E por isso, a cada comentário contra a China, aponta ele, surge o temor de que a burocracia seja usada para travar um projeto, por exemplo. Daí, as negociações emperram.
Se tem negócio suspenso por causa das posições do governo sobre a China? Vou responder dando um exemplo. O mundo inteiro está correndo para ajudar a Índia. A China mandou milhões de vacinas para a Índia. A China não está correndo para ajudar o Brasil. Por que ajudou a Índia e não o Brasil?
Charles Tang
Sem acusações, haveria mais negócios fechados
Segundo a especialista em desenvolvimento de negócios Brasil-China, Isabelle Carvalho Costa Pinto, há empresas chinesas prontas para fazer investimentos no setor de tecnologia, uma área que está ganhando espaço na agenda de negócios dos chineses no Brasil.
O setor de tecnologia e inovação vem ganhando espaço no interesse dos chineses. O Brasil tem grande demanda, e, do lado chinês, há capital e conhecimento para investir. A China já tem grandes fundos de investimentos dispostos a alocar recursos no setor de serviços, que já estão olhando onde há oportunidades no Brasil, mas também em outros países. Se não tivéssemos tanta tensão e ruído, haveria mais negócios já fechados neste ano.
Isabelle Carvalho Costa Pinto
Receio de que retórica vire ação
Segundo a professora brasileira que atua na Universidade de Negócios Internacionais e Economia, em Pequim (China), Tatiana Prazeres, os chineses são pragmáticos e analisam oportunidades de investimento no Brasil de maneira prática e objetiva, sempre com foco no longo prazo.
O problema, pondera Tatiana, que já foi assessora sênior do diretor-geral da Organização Mundial do Comércio, em Genebra, e secretária de Comércio Exterior do Brasil, é que cada declaração negativa de membros do governo brasileiro alimenta entre investidores chineses o receio de que alguma ação concreta seja tomada contra o país.
“Os chineses analisam oportunidades no Brasil olhando o longo prazo. Mas se esses comentários mais duros do governo brasileiro em relação à China se traduzirem em medidas concretas, há consequências para os investimentos chineses no Brasil.
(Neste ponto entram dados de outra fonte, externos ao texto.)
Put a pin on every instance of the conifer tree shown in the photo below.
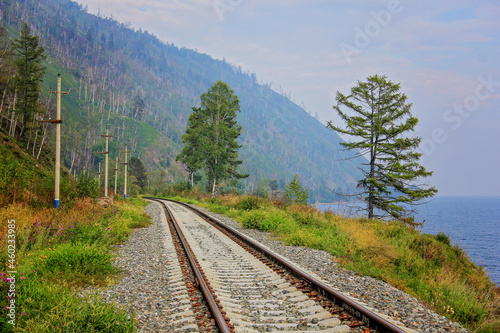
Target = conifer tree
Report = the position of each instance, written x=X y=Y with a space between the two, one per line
x=137 y=169
x=28 y=58
x=380 y=121
x=210 y=138
x=294 y=192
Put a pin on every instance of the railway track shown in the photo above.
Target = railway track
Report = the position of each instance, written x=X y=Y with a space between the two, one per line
x=226 y=282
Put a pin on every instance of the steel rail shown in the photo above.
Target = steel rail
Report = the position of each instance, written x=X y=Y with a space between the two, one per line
x=203 y=285
x=369 y=318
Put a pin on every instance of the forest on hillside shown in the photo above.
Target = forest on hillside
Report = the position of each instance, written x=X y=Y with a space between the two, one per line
x=144 y=89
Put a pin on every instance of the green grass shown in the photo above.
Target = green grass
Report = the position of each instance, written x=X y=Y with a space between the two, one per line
x=426 y=266
x=59 y=252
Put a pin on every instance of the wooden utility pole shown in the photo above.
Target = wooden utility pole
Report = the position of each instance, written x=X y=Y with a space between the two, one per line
x=106 y=153
x=58 y=123
x=125 y=163
x=99 y=174
x=116 y=173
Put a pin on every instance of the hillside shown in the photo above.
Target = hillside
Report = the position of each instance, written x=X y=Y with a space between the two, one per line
x=144 y=90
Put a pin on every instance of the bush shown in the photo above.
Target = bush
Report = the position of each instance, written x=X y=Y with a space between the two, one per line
x=249 y=203
x=182 y=186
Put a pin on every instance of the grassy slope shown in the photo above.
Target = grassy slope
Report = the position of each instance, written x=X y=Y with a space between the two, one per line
x=426 y=266
x=58 y=252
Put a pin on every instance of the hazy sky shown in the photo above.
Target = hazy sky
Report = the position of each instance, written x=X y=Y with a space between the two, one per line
x=446 y=54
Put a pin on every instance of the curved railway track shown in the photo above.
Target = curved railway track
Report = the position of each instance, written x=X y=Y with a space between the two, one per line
x=234 y=284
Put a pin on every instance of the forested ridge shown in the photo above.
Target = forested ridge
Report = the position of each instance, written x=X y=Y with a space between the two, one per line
x=144 y=90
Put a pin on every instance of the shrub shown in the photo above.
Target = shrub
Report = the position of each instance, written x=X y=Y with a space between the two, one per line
x=249 y=203
x=443 y=238
x=87 y=186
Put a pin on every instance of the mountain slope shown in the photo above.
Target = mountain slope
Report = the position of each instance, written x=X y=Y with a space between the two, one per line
x=125 y=78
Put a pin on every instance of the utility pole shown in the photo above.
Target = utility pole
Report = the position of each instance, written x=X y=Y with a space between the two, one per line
x=116 y=173
x=125 y=163
x=106 y=153
x=58 y=122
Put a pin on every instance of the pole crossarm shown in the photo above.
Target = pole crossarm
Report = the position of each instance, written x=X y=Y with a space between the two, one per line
x=58 y=122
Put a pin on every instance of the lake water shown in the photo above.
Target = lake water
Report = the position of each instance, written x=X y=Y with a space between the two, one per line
x=472 y=222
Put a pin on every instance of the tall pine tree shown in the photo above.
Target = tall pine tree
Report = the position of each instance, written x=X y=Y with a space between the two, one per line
x=28 y=59
x=380 y=122
x=210 y=139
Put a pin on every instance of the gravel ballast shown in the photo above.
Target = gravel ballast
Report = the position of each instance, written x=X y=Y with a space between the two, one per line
x=144 y=290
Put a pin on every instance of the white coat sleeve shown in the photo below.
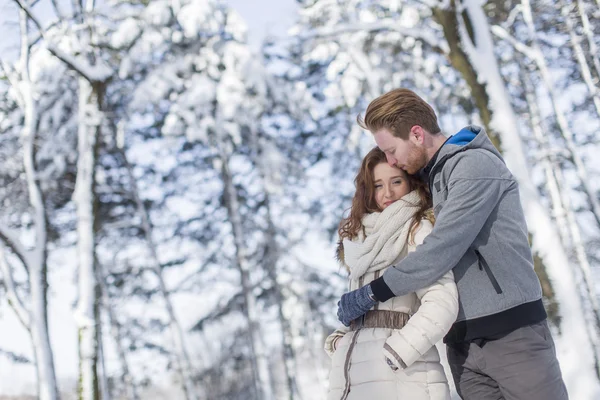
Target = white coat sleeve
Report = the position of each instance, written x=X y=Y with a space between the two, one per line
x=433 y=319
Então, é claro que há um certo receio por parte da China de que isso possa acontecer, que essa retórica se traduza em medidas concretas.”
Tatiana Prazeres
Dinheiro demora mais para chegar
Segundo executivos de três bancos que financiam ou intermedeiam projetos de infraestrutura no Brasil para grupos chineses, as negociações com a China demoram. Podem ser meses ou às vezes anos antes de um negócio. É o padrão de negociação com os chineses, dizem.
Mas esse ritual se tornou ainda mais forte nos últimos dois anos, apontam os executivos dos bancos, que pediram para não serem identificados. Segundo eles, o recado que interlocutores chineses passam é: “se valer a pena, a gente vai investir, mas o dinheiro vai demorar mais para chegar”.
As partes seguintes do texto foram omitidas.